His research increasingly focused on the societal impacts of computing technologies, including ethical technology development, digital governance, and the social consequences of artificial intelligence and online platforms.

==Honors and awards==
- ACM Distinguished Speaker, 1 March 2022 - 28 February 2025.
- Social Impact Award from the ACM Special Interest Group on Computers and Human Interaction (SIGCHI), 2020.

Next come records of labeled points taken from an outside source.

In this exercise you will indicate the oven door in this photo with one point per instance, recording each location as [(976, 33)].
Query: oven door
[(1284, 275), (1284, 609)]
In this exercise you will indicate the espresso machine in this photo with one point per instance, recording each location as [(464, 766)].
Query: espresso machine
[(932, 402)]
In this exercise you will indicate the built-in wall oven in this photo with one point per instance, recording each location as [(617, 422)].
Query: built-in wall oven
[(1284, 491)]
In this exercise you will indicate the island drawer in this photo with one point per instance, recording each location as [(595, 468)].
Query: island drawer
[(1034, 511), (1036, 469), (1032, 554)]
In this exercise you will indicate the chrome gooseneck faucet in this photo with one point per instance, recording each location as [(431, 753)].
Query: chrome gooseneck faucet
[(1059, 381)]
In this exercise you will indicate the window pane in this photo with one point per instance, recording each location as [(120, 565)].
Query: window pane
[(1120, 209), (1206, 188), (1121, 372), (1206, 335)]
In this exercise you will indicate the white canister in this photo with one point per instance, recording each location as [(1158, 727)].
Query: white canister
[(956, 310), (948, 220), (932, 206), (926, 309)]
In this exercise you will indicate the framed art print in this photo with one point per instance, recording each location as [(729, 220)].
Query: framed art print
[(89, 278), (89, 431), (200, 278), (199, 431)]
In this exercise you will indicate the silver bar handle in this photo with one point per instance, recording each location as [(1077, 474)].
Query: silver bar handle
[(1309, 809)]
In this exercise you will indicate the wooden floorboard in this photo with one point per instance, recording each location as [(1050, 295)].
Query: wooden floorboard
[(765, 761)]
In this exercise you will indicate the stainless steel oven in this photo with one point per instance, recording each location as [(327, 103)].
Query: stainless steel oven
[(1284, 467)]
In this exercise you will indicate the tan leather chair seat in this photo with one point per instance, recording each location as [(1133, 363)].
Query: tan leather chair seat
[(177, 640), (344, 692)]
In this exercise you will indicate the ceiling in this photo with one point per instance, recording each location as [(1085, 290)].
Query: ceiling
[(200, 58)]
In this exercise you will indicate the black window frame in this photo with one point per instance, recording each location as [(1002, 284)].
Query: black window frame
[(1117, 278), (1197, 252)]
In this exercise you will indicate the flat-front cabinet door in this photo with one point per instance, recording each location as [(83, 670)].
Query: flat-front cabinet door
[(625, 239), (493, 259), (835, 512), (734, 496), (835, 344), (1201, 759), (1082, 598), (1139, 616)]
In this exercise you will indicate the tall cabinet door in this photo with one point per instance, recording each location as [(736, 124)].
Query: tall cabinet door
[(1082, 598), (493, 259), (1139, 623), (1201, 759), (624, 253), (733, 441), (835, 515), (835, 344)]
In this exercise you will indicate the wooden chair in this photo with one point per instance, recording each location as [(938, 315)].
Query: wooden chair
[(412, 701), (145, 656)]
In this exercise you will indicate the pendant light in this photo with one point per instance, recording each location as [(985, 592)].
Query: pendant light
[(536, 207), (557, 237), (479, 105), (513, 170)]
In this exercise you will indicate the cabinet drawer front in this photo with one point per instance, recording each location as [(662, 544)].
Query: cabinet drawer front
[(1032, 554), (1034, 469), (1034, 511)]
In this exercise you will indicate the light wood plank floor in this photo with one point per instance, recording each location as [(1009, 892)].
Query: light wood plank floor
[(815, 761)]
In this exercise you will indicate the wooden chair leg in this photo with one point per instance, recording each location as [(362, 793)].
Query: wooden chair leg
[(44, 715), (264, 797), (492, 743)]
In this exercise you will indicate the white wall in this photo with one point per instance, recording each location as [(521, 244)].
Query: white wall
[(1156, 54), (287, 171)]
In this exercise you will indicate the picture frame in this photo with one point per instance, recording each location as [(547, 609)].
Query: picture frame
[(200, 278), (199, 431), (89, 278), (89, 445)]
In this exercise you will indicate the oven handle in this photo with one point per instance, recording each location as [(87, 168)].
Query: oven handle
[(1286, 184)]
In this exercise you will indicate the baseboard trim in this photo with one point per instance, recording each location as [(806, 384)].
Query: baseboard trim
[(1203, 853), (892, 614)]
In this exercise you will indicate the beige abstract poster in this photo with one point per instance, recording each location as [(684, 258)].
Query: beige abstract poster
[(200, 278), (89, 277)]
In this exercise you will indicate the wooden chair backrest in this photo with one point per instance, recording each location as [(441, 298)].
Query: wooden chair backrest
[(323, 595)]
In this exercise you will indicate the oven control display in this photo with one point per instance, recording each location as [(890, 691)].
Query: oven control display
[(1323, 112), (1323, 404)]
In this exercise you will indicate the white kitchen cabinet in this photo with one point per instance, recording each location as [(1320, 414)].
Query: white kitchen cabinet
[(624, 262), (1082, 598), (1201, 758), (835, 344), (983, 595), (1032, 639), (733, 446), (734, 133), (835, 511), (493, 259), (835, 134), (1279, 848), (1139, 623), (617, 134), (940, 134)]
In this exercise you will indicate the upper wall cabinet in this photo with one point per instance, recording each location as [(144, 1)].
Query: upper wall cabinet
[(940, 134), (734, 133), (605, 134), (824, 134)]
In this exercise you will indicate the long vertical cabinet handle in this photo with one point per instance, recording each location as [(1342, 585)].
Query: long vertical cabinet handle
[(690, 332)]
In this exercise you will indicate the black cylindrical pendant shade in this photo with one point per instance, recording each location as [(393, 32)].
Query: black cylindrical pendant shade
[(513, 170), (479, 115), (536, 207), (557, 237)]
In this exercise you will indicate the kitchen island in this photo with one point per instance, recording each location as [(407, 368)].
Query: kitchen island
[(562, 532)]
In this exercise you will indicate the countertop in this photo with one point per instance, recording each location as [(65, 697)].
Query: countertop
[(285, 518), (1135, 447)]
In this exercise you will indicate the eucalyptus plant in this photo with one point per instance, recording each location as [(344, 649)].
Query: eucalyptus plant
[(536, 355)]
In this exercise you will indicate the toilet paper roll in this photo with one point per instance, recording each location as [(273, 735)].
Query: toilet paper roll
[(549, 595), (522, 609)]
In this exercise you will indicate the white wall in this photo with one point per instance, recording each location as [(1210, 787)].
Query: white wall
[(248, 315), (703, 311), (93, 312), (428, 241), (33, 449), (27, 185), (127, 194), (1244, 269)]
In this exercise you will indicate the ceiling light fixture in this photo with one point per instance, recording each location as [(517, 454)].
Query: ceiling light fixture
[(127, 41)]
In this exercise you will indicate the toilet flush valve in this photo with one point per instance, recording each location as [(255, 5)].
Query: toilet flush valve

- Lifetime Achievement Award from the Canadian Association of Computer Science/Association d’informatique Canadienne, the national organization of Canadian Computer Science Departments/Schools/Faculties, May 2015.
- Given the 3rd Canadian Digital Media Pioneer Award, GRAND Network of Centres of Excellence, May 2013.
- Elected as an ACM Fellow, November 2011.
- Second-place recipient, University of Toronto Inventor of the Year Award, Information and Computer Technology, January 2011.
- Awarded the 2007 Leadership Award of Merit from the Ontario Research and Innovation Optical Network (ORION) in June 2007.
- Awarded the Canadian Human Computer Communications Society Achievement Award in May 2005.
- Elected to the ACM SIGCHI CHI Academy in February 2005.
- Named one of the 60 Pioneers of Computer Graphics by ACM SIGGRAPH in 1998.